Re: [Intel-gfx] [RFC PATCH 04/20] drm/sched: Convert drm scheduler to use a work queue rather than kthread

Boris Brezillon <boris.brezillon@xxxxxxxxxxxxx> · Thu, 12 Jan 2023 17:48:33 +0100

On Thu, 12 Jan 2023 16:38:18 +0100
Daniel Vetter <daniel@xxxxxxxx> wrote:

> > >
> > > Also if you do the allocation in ->prepare_job with dma_fence and not
> > > run_job, then I think can sort out fairness issues (if they do pop up) in
> > > the drm/sched code instead of having to think about this in each driver.  
> >
> > By allocation, you mean assigning a FW slot ID? If we do this allocation
> > in ->prepare_job(), couldn't we mess up ordering? Like,
> > lower-prio/later-queuing entity being scheduled before its pairs,
> > because there's no guarantee on the job completion order (and thus the
> > queue idleness order). I mean, completion order depends on the kind of
> > job being executed by the queues, the time the FW actually lets the
> > queue execute things and probably other factors. You can use metrics
> > like the position in the LRU list + the amount of jobs currently
> > queued to a group to guess which one will be idle first, but that's
> > just a guess. And I'm not sure I see what doing this slot selection in  
> > ->prepare_job() would bring us compared to doing it in ->run_job(),  
> > where we can just pick the least recently used slot.  
> 
> In ->prepare_job you can let the scheduler code do the stalling (and
> ensure fairness), in ->run_job it's your job.

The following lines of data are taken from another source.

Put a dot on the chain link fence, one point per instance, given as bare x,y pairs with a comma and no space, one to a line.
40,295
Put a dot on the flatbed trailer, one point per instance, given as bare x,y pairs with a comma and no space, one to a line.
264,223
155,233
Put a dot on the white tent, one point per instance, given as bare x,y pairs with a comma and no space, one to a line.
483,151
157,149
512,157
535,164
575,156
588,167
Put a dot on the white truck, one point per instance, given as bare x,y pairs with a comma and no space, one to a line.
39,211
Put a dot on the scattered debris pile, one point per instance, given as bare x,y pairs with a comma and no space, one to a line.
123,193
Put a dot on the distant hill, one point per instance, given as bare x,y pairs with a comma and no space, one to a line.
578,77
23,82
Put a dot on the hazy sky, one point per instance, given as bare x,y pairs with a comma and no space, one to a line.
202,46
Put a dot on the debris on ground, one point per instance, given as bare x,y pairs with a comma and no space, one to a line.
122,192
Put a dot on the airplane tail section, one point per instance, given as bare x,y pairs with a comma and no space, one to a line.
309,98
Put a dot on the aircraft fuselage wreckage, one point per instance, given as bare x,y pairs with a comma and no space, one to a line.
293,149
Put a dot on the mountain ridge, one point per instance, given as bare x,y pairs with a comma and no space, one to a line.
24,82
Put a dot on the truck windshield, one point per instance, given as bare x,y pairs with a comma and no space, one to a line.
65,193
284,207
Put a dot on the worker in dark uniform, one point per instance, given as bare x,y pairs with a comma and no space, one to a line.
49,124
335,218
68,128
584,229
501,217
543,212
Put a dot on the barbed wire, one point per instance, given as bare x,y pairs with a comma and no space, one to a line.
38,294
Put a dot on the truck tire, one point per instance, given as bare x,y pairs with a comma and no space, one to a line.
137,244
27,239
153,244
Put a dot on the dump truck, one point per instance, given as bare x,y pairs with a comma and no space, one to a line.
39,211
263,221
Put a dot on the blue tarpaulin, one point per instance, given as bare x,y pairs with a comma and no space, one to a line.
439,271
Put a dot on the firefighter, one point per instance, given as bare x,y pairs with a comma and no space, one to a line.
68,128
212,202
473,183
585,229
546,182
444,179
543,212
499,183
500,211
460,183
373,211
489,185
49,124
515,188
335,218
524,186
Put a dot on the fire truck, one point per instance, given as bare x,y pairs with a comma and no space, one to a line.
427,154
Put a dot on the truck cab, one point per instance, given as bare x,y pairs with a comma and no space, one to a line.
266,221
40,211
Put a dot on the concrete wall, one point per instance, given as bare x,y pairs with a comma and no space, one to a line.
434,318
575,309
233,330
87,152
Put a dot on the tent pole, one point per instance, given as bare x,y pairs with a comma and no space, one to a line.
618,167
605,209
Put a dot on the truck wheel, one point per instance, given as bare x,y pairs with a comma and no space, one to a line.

Yeah returning a fence in ->prepare_job() to wait for a FW slot to
become idle sounds good. This fence would be signaled when one of the
slots becomes idle. But I'm wondering why we'd want to select the slot
so early. Can't we just do the selection in ->run_job()? After all, if
the fence has been signaled, that means we'll find at least one slot
that's ready when we hit ->run_job(), and we can select it at that
point.

> The current RFC doesn't
> really bother much with getting this very right, but if the scheduler
> code tries to make sure it pushes higher-prio stuff in first before
> others, you should get the right outcome.

Okay, so I'm confused again. We said we had a 1:1
drm_gpu_scheduler:drm_sched_entity mapping, meaning that entities are
isolated from each other. I can see how I could place the dma_fence
returned by ->prepare_job() in a driver-specific per-priority list, so
the driver can pick the highest-prio/first-inserted entry and signal the
associated fence when a slot becomes idle. But I have a hard time
seeing how common code could do that if it doesn't see the other
entities. Right now, drm_gpu_scheduler only selects the best entity
among the registered ones, and there's only one entity per
drm_gpu_scheduler in this case.

> 
> The more important functional issue is that you must only allocate the
> fw slot after all dependencies have signalled.

Sure, but it doesn't have to be a specific FW slot, it can be any FW
slot, as long as we don't signal more fences than we have slots
available, right?

> Otherwise you might get
> a nice deadlock, where job A is waiting for the fw slot of B to become
> free, and B is waiting for A to finish.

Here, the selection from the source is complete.